March 28, 1997 in City

Racist Letter Not A Crime, Police Say Letter Sent To Black Woman Made No Threats

By The Spokesman-Review
 

Calling a black woman “nigger” and telling her to go “back to Africa and swing with the baboons” is not a crime. It’s free speech.

That’s the conclusion of a Spokane Police Department investigation into a letter full of racist vitriol mailed last month to an African-American woman.

Karen Boone, a 37-year-old working mother, got the missive at her home the day after a column she wrote about the importance of ethnic tolerance appeared in The Spokesman-Review. Boone’s picture accompanied the essay.

Police launched an investigation to determine if sending the letter was a hate crime. They decided right away that it wasn’t and closed the case, Boone said Thursday.

The woman said police reopened the investigation after she filed a complaint with the Spokane Human Rights Commission and went public with her story.

“I’m happy that they reopened the investigation,” Boone said. “I’m not satisfied that I had to go on TV to get them to do that.”

On Thursday, the department issued a statement announcing the conclusion of the second probe.

“An analysis of the letter shows that the contents, while deplorable and distasteful, constitute a protected utterance under the First Amendment to the Constitution of the United States,” the statement says. “The letter made no threats and does not fall under the state or local statute of a hate crime.”

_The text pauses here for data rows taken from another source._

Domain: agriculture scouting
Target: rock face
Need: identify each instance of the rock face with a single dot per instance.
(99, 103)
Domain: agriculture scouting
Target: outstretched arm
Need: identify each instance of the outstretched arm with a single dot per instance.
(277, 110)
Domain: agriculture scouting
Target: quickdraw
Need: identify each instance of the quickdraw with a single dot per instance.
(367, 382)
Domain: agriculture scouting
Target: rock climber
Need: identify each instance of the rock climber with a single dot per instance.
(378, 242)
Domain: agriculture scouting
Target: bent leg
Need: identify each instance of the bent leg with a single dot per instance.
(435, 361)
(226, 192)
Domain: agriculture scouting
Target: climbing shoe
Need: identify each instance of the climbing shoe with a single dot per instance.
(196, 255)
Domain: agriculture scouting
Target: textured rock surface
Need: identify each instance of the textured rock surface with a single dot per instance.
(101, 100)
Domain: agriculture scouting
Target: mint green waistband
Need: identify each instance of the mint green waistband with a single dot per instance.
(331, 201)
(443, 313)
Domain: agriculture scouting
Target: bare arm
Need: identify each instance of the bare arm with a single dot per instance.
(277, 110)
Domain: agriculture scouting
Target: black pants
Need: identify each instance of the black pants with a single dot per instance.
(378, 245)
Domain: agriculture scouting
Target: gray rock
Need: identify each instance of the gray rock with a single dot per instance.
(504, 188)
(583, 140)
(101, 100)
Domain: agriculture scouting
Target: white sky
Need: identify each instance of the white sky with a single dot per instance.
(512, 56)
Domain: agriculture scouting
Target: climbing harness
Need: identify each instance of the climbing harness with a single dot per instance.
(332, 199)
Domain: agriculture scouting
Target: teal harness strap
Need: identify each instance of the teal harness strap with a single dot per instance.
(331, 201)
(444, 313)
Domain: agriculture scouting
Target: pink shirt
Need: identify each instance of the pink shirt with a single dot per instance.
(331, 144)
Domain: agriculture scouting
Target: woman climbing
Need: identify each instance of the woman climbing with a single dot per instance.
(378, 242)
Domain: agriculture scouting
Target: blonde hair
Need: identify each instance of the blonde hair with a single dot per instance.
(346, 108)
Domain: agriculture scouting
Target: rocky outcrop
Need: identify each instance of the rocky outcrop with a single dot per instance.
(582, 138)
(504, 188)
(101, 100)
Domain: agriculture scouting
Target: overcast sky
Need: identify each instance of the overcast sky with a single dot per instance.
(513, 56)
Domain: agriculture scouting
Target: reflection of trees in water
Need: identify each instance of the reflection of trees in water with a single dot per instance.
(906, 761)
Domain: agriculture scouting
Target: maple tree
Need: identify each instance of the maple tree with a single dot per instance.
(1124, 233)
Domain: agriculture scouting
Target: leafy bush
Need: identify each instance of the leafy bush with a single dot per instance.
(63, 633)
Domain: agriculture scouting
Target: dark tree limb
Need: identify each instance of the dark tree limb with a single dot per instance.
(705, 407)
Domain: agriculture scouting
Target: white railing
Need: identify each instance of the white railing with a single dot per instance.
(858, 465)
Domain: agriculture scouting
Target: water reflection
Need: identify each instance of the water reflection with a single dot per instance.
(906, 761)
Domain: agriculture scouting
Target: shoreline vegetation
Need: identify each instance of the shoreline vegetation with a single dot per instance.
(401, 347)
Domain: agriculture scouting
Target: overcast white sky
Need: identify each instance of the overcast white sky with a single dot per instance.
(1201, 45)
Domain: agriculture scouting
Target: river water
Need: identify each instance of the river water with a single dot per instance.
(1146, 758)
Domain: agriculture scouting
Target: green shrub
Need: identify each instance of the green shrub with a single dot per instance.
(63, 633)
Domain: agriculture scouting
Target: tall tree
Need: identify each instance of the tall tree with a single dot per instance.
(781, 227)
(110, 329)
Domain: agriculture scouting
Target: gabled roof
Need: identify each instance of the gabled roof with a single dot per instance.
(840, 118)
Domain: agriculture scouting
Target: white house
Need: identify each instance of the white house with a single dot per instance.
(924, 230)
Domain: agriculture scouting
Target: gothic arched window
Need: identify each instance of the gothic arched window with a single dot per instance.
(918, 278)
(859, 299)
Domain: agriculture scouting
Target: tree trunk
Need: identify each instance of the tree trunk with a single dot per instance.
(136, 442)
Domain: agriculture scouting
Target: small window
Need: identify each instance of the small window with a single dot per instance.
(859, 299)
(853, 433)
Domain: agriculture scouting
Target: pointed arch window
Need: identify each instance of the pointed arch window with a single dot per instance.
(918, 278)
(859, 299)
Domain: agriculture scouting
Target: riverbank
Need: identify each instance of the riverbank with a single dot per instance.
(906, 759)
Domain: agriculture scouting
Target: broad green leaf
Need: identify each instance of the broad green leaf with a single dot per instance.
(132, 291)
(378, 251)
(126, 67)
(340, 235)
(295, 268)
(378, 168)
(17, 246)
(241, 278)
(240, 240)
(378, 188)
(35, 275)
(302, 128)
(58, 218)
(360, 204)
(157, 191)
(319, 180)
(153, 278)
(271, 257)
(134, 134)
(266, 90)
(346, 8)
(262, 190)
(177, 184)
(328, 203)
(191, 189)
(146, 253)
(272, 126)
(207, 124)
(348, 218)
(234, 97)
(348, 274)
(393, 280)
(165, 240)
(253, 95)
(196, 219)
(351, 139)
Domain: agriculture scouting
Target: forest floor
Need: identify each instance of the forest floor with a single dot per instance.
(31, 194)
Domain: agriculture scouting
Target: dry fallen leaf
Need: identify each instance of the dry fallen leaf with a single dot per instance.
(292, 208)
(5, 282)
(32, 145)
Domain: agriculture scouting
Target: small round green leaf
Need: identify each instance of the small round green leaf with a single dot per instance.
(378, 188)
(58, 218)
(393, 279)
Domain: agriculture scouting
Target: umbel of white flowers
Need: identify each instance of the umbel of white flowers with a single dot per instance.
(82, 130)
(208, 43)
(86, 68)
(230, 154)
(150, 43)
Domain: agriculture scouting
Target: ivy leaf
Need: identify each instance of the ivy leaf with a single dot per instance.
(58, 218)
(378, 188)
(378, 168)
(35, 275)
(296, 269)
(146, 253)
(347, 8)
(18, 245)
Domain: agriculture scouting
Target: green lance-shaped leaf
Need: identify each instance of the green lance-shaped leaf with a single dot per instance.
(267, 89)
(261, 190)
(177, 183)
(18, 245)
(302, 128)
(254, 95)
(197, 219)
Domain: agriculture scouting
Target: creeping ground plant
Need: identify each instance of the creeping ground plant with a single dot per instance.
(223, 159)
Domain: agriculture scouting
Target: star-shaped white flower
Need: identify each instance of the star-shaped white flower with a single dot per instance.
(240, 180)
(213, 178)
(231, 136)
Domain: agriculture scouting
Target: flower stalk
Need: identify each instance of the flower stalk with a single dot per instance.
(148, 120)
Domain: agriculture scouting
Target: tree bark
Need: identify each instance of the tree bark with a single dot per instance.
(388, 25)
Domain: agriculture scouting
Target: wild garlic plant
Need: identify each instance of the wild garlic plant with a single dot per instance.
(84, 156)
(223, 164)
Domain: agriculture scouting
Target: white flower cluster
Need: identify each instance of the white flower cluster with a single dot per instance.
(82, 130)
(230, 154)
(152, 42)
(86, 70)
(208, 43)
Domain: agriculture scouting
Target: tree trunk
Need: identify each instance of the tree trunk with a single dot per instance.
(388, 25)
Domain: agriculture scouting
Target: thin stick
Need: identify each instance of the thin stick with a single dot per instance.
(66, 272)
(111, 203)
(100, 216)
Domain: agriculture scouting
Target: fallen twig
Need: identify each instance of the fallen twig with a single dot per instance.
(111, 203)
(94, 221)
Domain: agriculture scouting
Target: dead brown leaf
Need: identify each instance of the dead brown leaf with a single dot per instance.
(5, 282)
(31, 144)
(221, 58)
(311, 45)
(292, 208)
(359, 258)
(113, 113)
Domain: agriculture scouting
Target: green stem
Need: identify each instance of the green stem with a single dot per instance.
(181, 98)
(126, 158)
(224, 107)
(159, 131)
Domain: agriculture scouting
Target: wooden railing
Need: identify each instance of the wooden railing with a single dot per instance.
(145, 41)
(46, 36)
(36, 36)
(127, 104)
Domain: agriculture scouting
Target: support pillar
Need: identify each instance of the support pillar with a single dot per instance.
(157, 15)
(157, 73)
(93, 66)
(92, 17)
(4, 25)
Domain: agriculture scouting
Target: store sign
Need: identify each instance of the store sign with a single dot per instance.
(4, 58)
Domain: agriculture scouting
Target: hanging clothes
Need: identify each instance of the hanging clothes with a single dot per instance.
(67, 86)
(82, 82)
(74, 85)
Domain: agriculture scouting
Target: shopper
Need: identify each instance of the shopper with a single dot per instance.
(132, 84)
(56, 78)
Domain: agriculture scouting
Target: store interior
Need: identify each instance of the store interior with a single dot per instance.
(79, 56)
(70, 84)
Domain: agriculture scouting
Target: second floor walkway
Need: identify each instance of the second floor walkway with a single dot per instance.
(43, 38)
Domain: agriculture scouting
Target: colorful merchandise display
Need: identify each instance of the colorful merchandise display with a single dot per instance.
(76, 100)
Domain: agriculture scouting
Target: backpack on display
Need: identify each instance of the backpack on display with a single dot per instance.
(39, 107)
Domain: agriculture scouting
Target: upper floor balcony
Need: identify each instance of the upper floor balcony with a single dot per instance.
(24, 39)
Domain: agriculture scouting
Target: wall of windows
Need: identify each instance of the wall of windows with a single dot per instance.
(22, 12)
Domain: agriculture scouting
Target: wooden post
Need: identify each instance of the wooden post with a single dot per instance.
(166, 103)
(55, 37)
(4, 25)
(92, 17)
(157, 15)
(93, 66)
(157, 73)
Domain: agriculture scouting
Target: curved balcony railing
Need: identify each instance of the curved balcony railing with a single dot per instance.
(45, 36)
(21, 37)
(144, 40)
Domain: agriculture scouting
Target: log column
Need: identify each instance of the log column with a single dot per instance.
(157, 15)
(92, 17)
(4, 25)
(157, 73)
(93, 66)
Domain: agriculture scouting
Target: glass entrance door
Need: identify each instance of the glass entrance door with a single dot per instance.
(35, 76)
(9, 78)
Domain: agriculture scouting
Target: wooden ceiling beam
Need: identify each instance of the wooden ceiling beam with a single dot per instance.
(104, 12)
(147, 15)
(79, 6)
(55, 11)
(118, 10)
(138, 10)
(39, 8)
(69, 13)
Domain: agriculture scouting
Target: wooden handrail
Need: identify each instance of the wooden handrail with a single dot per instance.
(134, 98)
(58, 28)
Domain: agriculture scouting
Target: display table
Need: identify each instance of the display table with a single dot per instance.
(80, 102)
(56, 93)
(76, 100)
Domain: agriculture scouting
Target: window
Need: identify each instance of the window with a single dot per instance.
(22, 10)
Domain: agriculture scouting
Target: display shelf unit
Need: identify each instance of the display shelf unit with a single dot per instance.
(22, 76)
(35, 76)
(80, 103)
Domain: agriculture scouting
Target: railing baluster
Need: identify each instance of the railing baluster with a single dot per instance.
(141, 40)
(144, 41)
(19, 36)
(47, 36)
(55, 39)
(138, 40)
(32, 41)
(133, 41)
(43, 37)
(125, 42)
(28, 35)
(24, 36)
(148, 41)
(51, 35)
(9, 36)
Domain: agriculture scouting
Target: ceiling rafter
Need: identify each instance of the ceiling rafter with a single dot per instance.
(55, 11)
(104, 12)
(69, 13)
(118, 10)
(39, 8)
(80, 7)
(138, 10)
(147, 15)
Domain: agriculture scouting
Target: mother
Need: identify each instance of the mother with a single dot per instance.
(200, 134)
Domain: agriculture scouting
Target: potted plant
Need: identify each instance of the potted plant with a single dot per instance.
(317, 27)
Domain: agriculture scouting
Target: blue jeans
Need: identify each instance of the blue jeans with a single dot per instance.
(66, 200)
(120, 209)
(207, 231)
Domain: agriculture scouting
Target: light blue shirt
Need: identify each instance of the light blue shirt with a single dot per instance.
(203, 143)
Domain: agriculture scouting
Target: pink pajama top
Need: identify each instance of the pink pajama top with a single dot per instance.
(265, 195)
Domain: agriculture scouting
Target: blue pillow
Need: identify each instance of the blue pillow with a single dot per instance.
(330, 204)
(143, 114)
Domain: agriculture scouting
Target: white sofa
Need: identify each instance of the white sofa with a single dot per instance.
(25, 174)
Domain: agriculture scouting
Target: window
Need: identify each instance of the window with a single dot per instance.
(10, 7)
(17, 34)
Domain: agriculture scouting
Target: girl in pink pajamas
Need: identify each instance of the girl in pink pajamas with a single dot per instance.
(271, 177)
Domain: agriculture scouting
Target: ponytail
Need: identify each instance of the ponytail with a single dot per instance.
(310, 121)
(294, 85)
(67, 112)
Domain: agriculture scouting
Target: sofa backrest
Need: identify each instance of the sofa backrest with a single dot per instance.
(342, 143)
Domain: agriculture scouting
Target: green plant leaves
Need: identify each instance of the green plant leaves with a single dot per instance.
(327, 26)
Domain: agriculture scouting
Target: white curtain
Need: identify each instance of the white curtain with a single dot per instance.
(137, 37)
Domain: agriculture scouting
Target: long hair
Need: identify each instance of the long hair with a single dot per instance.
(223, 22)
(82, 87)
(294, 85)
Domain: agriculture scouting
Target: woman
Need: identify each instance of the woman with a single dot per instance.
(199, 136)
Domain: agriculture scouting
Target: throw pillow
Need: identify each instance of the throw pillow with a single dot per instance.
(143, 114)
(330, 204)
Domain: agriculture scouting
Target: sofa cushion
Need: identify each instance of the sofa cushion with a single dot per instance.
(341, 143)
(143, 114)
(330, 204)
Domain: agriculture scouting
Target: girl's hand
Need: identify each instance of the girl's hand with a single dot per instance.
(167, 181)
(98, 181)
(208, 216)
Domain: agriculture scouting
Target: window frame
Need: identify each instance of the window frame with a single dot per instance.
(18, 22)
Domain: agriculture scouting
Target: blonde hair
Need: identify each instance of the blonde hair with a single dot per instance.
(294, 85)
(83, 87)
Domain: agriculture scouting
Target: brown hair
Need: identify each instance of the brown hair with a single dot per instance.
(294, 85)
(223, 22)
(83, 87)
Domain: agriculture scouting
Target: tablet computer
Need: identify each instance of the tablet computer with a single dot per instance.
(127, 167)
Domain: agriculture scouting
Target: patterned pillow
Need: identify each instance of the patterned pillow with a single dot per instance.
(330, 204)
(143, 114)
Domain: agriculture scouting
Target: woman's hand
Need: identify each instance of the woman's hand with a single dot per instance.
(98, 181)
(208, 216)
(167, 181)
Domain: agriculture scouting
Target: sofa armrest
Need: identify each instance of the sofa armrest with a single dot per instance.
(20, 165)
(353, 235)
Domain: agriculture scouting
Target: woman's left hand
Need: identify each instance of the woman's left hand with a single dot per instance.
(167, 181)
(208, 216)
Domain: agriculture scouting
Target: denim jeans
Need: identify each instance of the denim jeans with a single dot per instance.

Boone wonders what constitutes a threat. She said she is suspicious now of “every white man who walks across my path, wondering if they’re up to something sinister.

“That threatens to ruin my entire way of life,” she said. “I deal with whites on a daily basis. One should not have to live their life in fear.”

The department said a detective spent several weeks trying to locate the author of the letter, interviewing nearly 30 people and searching computer databases for clues.

Police wanted to check the the writer’s background to see if he or she has a history of violence. The letter was signed, but police have been unable to determine if the name is fake.

Police Chief Terry Mangan said, “This sort of ugly divisiveness and attempt to racially polarize the community are not only reprehensible, but will continue to come under police scrutiny.”

Boone said she was saddended by the decision, not just for herself, but for the community.

“They don’t call it a crime, but I call it a heinous crime,” she said. “What does a lone citizen in the community do when the’re a victim of something like this? Where do they turn for help? That’s the bigger issue.”